I am a reader of The Times of India, Kolkata edition and on the pages of this daily I often find the first person singular pronoun I spelt in the lower case (as i). Since I am fifty-one years old, it can be safely assumed that I am reading English for the last forty-five or more years. In all these years and in all the texts that I have gone through over several decades, I have never come across such a practice. It is the standard custom of English Orthography to capitalize the first person singular pronoun, as well as its contracted forms as in I’m or I’ll.
So I had to go to people who know best, the authorities of the English language, to check it.
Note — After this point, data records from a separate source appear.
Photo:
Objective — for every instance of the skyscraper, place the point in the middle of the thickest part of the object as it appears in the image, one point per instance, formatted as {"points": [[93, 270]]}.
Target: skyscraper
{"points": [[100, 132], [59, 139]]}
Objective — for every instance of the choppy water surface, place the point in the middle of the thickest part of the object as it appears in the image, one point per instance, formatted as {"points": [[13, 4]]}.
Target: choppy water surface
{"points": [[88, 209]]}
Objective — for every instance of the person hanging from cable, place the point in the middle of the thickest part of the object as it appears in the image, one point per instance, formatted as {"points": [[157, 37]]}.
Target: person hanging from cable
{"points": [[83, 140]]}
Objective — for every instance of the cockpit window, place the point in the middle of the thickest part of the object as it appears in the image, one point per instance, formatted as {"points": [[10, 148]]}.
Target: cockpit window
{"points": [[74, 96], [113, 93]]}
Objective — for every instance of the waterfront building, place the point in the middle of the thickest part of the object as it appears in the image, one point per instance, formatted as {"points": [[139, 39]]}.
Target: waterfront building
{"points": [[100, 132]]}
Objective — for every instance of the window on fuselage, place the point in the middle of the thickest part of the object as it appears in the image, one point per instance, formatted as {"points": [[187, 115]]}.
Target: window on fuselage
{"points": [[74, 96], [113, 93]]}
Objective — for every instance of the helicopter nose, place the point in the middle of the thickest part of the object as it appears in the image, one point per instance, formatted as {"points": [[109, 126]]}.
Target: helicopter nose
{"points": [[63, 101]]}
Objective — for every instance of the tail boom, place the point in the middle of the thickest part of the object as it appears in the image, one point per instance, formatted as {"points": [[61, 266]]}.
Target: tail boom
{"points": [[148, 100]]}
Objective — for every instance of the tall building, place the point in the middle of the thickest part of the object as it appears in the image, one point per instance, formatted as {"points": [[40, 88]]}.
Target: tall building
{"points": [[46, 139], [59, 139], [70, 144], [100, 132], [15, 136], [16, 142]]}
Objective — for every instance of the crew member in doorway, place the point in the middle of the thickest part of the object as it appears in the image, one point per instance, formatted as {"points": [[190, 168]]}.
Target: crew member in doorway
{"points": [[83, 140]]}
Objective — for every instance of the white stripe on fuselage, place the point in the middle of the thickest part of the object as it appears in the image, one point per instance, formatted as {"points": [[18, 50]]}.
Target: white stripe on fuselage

I opened my best friend as far as English punctuation is concerned: a small book entitled The Penguin Guide to Punctuation by R. L. Trask. On Page 82 of that book I found this entry: The pronoun “I” is always capitalized. Example: She thought I’d borrowed her keys, but I hadn’t.
So why does TOI often write the I in lower-case? I have no answer. However, it appears that for writing which goes into print, the standards are explained in respective house styles. That means if you are a journalist, such standards are decided by someone or a group of people in the editorial board and not by you.
It will be interesting to read R. W. Burchfield’s note on the capitalization of “I” in The New Fowler’s Modern English Usage. Burchfield says:”It is a minor curiosity that I, of all the pronouns, is the only one that must always be written with a capital. As the older forms ic, ich, ik etc., gave way to the reduced form I during the Middle Ages, the new form was generally written as I or y, and was often merged by the scribes with the verb or auxiliary it governed. With the advent of printing in the late 15c, the new form I soon established itself as the only standard form, though instances of small i can be found as late as the 17c.”
Yet, wouldn’t it be a humbling experience for many of us if we could write the I using the lower case with a sweet little dot? What do you think?